As the interview draws to a close, Mokonyane says even though so much has been achieved during her term, she always embraces criticism to help her improve, and adds that it was during those testing times that she emerged as an even stronger woman.

“Sometimes, society can be very hard on women and it does hurt at some point.

“I have been hurt over the past five years during my term of office. I have been hurt as an individual but I have also grown into a better person because the experience of both the good and the bad has created a better person who can tell a story.”

She says in the twenty years that she has spent as a member of the legislature, as a member of the executive council, being an MEC and in the last five years as the premier, she has been really humbled by the opportunities that she has been given.

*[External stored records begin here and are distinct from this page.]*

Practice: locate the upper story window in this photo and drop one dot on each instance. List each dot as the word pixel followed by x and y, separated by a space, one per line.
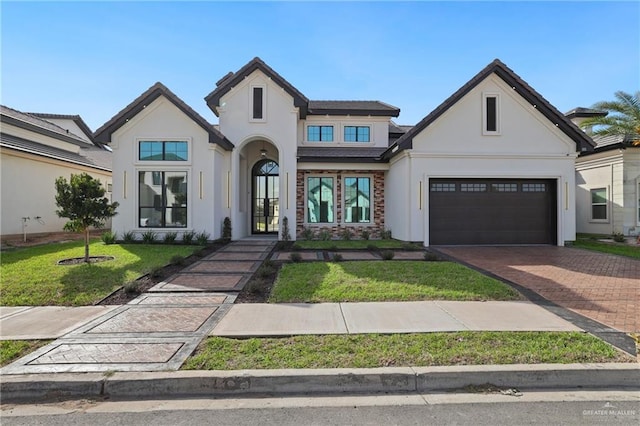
pixel 258 103
pixel 490 114
pixel 163 151
pixel 356 134
pixel 320 133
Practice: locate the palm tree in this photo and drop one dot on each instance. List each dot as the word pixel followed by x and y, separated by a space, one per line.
pixel 623 118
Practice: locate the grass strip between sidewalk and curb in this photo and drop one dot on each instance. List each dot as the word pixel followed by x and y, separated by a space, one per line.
pixel 32 277
pixel 402 350
pixel 374 281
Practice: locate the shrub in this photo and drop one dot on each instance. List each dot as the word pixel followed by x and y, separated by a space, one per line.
pixel 129 237
pixel 226 229
pixel 307 234
pixel 325 235
pixel 131 287
pixel 618 237
pixel 346 234
pixel 202 238
pixel 170 237
pixel 286 235
pixel 387 254
pixel 109 237
pixel 188 236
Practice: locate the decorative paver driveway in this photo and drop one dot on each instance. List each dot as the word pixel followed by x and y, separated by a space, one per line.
pixel 602 287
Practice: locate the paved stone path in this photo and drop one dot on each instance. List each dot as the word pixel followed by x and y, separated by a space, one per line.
pixel 600 286
pixel 158 330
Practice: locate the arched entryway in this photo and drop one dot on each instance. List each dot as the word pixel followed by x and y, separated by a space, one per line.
pixel 265 197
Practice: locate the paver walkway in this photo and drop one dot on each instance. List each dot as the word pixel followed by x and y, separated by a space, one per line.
pixel 158 330
pixel 600 286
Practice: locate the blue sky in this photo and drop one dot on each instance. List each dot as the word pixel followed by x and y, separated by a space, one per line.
pixel 93 58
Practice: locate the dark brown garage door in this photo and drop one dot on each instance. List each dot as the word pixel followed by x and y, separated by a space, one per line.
pixel 492 211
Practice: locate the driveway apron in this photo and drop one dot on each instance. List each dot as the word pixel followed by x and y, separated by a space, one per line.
pixel 158 330
pixel 603 287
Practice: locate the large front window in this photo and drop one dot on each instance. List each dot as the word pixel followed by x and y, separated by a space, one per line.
pixel 162 199
pixel 320 200
pixel 357 197
pixel 163 151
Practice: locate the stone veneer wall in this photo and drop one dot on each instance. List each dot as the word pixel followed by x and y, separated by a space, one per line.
pixel 338 227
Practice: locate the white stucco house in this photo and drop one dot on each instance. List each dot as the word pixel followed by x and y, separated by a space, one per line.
pixel 493 164
pixel 36 149
pixel 608 183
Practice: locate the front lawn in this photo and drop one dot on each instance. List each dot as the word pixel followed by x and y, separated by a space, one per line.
pixel 377 281
pixel 402 350
pixel 621 249
pixel 31 276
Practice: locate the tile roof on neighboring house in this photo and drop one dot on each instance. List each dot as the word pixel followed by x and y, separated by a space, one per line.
pixel 582 140
pixel 340 155
pixel 93 157
pixel 229 81
pixel 36 124
pixel 103 134
pixel 357 108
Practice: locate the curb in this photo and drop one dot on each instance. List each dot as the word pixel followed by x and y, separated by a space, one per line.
pixel 344 380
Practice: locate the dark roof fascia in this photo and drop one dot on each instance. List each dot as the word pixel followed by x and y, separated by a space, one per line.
pixel 227 82
pixel 103 134
pixel 32 127
pixel 515 82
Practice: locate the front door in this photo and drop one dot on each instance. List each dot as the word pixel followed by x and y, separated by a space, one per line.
pixel 265 205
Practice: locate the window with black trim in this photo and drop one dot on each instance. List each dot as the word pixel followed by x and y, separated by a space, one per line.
pixel 356 134
pixel 162 199
pixel 163 151
pixel 599 204
pixel 357 199
pixel 320 133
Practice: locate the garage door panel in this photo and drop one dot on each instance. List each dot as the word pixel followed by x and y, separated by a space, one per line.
pixel 505 212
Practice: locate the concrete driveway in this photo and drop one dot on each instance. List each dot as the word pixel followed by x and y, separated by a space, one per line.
pixel 603 287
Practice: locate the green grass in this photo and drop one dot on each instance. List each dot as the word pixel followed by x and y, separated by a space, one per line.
pixel 30 276
pixel 389 281
pixel 400 350
pixel 351 244
pixel 621 249
pixel 10 350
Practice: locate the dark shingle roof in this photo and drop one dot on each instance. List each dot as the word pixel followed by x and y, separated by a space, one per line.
pixel 583 142
pixel 340 154
pixel 36 124
pixel 357 108
pixel 226 83
pixel 103 134
pixel 90 156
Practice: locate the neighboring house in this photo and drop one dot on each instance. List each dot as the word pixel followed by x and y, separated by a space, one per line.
pixel 608 183
pixel 493 164
pixel 36 149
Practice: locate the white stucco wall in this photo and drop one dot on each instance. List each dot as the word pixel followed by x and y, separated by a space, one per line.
pixel 206 168
pixel 528 146
pixel 277 132
pixel 28 190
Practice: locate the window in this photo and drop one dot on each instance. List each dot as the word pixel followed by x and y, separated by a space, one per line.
pixel 357 200
pixel 257 103
pixel 320 200
pixel 162 199
pixel 163 151
pixel 491 114
pixel 320 133
pixel 356 133
pixel 599 204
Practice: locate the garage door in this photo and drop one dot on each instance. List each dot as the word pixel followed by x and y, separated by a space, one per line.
pixel 492 211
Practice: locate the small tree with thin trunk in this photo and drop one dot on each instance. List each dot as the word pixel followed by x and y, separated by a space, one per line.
pixel 82 201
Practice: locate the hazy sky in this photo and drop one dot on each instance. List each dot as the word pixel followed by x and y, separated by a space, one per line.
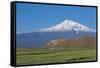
pixel 31 17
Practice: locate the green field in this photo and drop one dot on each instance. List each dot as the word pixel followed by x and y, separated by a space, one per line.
pixel 26 56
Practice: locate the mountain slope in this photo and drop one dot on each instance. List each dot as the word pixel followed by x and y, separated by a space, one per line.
pixel 65 30
pixel 67 25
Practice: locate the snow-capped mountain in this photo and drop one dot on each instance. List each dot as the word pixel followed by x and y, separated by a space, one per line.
pixel 67 25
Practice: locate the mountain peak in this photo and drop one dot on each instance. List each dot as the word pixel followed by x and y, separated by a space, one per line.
pixel 68 25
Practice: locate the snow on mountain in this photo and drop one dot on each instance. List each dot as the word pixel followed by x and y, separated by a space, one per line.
pixel 67 25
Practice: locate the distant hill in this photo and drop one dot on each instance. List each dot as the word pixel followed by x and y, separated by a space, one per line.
pixel 65 30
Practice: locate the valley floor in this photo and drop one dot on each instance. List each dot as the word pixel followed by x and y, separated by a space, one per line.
pixel 28 56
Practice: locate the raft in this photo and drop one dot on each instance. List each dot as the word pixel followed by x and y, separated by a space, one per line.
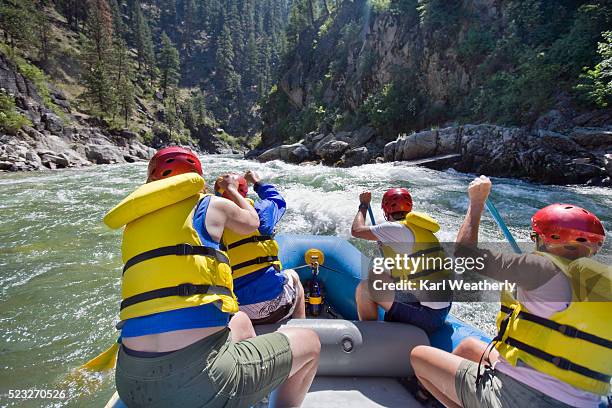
pixel 362 364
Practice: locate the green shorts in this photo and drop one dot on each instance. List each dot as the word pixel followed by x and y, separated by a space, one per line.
pixel 496 390
pixel 213 372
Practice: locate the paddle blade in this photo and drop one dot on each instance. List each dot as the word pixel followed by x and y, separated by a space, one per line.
pixel 104 361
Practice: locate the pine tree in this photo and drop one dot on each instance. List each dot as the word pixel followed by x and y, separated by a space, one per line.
pixel 168 18
pixel 227 77
pixel 189 26
pixel 97 57
pixel 17 23
pixel 123 75
pixel 169 64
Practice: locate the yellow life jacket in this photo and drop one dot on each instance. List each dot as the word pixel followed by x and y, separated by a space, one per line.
pixel 573 345
pixel 426 246
pixel 250 253
pixel 166 265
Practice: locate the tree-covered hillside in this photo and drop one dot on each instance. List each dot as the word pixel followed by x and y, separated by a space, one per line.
pixel 169 69
pixel 405 65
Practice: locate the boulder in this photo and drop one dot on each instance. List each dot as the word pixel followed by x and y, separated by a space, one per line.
pixel 389 151
pixel 608 163
pixel 103 154
pixel 553 120
pixel 311 139
pixel 361 136
pixel 332 150
pixel 270 154
pixel 355 157
pixel 419 145
pixel 560 142
pixel 595 137
pixel 294 153
pixel 53 123
pixel 53 161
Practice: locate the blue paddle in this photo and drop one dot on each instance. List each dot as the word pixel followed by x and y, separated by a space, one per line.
pixel 502 225
pixel 373 222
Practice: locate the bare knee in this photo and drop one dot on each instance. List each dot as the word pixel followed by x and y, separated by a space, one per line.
pixel 241 327
pixel 304 342
pixel 470 348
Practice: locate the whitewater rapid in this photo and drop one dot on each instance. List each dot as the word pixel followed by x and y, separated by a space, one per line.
pixel 60 266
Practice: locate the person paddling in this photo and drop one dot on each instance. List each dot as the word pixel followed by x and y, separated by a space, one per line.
pixel 405 233
pixel 554 342
pixel 266 292
pixel 180 345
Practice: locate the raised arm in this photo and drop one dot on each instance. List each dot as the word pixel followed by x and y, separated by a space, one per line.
pixel 478 192
pixel 359 229
pixel 236 214
pixel 271 205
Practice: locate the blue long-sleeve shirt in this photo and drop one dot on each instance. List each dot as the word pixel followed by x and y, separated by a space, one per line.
pixel 266 283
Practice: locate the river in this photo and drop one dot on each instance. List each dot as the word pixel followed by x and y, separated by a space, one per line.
pixel 60 266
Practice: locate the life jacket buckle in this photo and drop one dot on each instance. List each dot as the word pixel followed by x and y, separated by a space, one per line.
pixel 184 249
pixel 569 331
pixel 562 363
pixel 186 289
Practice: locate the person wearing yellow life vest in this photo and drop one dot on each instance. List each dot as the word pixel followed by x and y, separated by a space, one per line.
pixel 180 344
pixel 266 292
pixel 554 339
pixel 405 233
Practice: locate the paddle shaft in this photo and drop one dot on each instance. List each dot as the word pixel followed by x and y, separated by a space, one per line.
pixel 373 222
pixel 502 226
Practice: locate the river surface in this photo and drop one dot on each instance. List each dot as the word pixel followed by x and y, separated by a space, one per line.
pixel 60 266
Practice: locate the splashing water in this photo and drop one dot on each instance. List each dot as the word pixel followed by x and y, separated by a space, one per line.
pixel 60 266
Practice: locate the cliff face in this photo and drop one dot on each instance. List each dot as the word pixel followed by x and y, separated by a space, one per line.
pixel 487 71
pixel 52 141
pixel 346 62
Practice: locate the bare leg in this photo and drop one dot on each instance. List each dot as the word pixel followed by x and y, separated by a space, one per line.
pixel 305 348
pixel 367 308
pixel 300 308
pixel 241 327
pixel 436 370
pixel 472 349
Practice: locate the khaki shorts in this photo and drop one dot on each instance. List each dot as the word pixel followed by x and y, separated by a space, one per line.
pixel 496 390
pixel 213 372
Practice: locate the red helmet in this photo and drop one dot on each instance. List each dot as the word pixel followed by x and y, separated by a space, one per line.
pixel 172 161
pixel 243 187
pixel 566 223
pixel 396 200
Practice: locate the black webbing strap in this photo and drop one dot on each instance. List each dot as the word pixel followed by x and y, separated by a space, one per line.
pixel 566 330
pixel 263 259
pixel 180 250
pixel 426 251
pixel 419 275
pixel 254 238
pixel 184 289
pixel 558 362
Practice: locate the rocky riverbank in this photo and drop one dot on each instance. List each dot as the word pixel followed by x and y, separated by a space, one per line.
pixel 559 149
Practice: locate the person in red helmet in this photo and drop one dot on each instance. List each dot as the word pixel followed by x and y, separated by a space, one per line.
pixel 266 292
pixel 406 234
pixel 172 161
pixel 183 340
pixel 553 347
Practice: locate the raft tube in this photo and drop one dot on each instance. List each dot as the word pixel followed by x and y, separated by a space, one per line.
pixel 350 348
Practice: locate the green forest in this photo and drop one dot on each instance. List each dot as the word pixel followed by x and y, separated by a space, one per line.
pixel 176 69
pixel 183 70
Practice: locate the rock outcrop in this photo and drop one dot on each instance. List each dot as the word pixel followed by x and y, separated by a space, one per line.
pixel 558 152
pixel 58 139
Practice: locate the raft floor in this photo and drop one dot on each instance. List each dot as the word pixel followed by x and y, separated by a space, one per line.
pixel 358 392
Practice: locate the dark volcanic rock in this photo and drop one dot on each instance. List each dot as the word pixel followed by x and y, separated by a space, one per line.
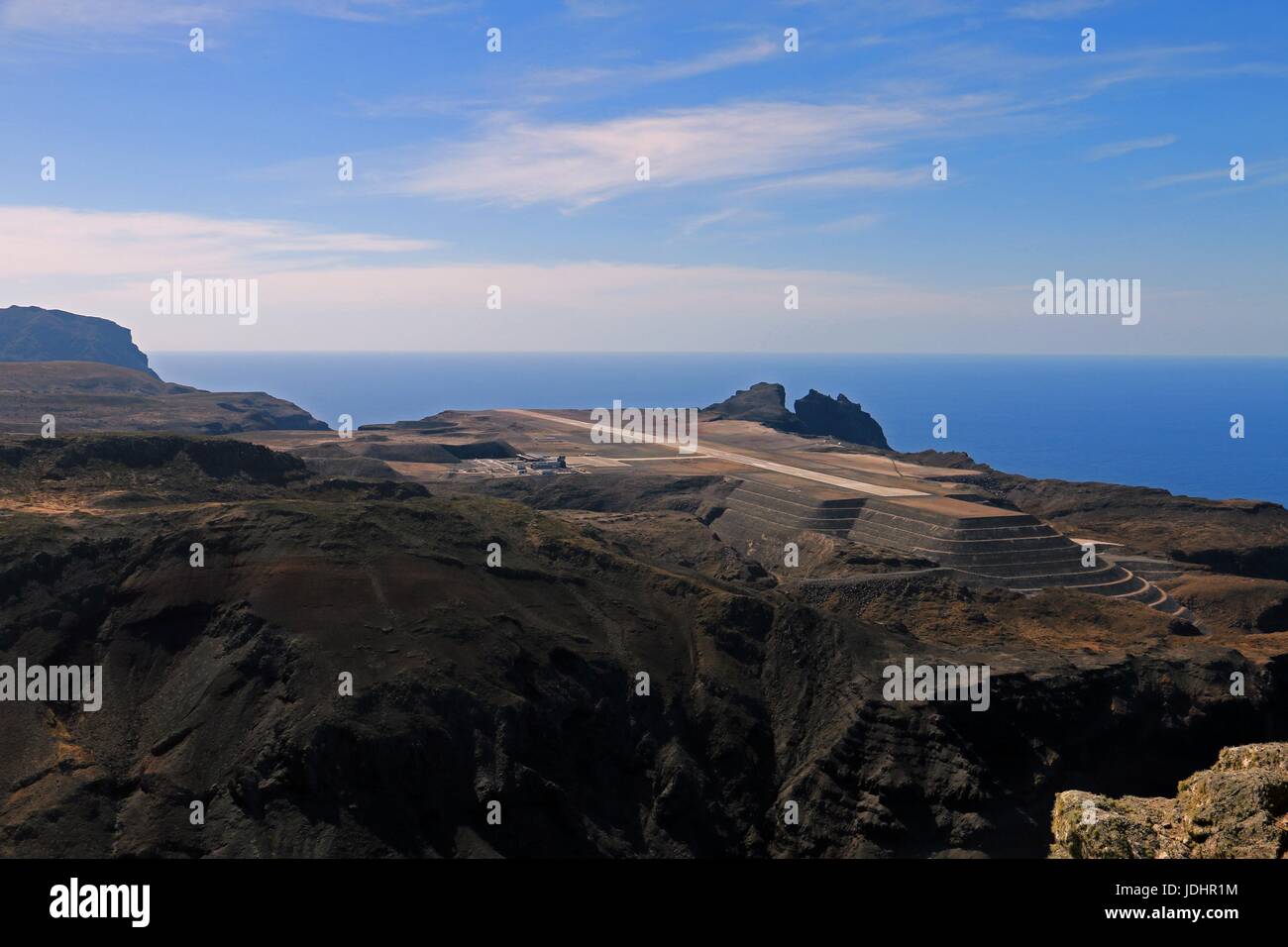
pixel 816 415
pixel 838 418
pixel 93 395
pixel 518 684
pixel 31 334
pixel 1235 809
pixel 764 402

“… and I think my experience could actually make a meaningful contribution going forward as the country – starting as a member of the legislature, a chairperson for the portfolio committee for one and a half years, moving on to being the MEC for agriculture, going into safety, then housing, and now as a Premier. I think there is no better school or university than that kind of experience that I would forever like to use for the development of women, children but also broadly the society.

“And I would like to say that if I was to be asked on the things that must be done, there must continually be support for women because of the responsibilities that we have beyond our office mandate. Secondly, I also believe that women must also be assertive and surround themselves with capable men and women. Thirdly, you must never lose touch with the connections that you have had and those that have always been there to support you and never give away on your principle.”